I called Sanneh to find out where he got the MSNBC revenue and profitability numbers in his story. He told me the estimates, not actual numbers, were previously published along with estimates of Fox News and CNN revenues and profits in the 2013 Pew Research Center State of the Media Report. Pew’s source is a firm called SNL Kagan but where does SNL Kagan get the non-public data?
SNL Kagan’s insider knowledge and perspective is what makes our proprietary data so unique and so essential. We provide detailed operational information and exclusive insight that simply isn’t available from any other source.
Sannah said he checked the SNL Kagan estimates with MSNBC sources who “didn’t try to stop the magazine from publishing them”. In fact, MSNBC sources suggested MSNBC profitability may be higher than the estimates. Sanneh went with the research firm numbers since higher company estimates could not be corroborated.
Sanneh and the New Yorker did not identify the numbers as estimates nor did they say where they came from because, according to Sanneh, they had been widely disseminated in the industry. The focus of the article was MSNBC’s editorial philosophy not its financial success.
New Yorker magazine is widely considered by journalists, and the schools that produce them, as the gold standard in fact-checking. In September of 2012, Columbia Journalism Review Books and Columbia University Press released The Art of Making Magazines: On Being an Editor and Other Views from the Industry. Chapter five, “Fact-Checking at the New Yorker,” is taken from a lecture delivered by New Yorker fact-checking director Peter Canby on February 28, 2002.

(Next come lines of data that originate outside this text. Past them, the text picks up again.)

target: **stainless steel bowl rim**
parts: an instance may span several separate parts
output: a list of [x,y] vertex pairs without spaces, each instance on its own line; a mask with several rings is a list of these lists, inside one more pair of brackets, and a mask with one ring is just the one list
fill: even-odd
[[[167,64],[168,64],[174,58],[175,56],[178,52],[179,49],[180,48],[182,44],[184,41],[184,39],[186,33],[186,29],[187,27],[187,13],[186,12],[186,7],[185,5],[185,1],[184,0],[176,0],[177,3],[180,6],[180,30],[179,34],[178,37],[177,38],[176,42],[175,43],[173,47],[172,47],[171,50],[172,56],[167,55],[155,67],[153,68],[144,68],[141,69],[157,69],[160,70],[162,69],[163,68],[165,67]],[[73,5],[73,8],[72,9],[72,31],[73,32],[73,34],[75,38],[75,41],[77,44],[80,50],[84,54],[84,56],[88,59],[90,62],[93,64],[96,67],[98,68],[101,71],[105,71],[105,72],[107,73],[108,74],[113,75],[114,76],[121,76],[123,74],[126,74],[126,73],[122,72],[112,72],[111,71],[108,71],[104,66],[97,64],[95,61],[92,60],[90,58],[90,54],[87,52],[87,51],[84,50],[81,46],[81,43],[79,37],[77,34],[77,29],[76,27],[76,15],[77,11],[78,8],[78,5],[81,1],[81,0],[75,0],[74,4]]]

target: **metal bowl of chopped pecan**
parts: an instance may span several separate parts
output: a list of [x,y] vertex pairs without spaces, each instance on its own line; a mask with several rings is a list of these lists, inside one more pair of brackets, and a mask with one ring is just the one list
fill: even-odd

To start checking a nonfiction piece, you begin by consulting the writer about how the piece was put together and using the writer’s sources as well as our own departmental sources. We then essentially take the piece apart and put it back together again. You make sure that the names and dates are right, but then if it is a John McPhee piece, you make sure that the USGS report that he read, he read correctly; or if it is a John le Carré piece, when he says his con man father ran for Parliament in 1950, you make sure that it wasn’t 1949 or 1951…
Business journalists are asking readers to trust they’ve done some due diligence before printing non-public financial information. I think those journalists, and their readers, should be more skeptical in the future of what they hear and what they read.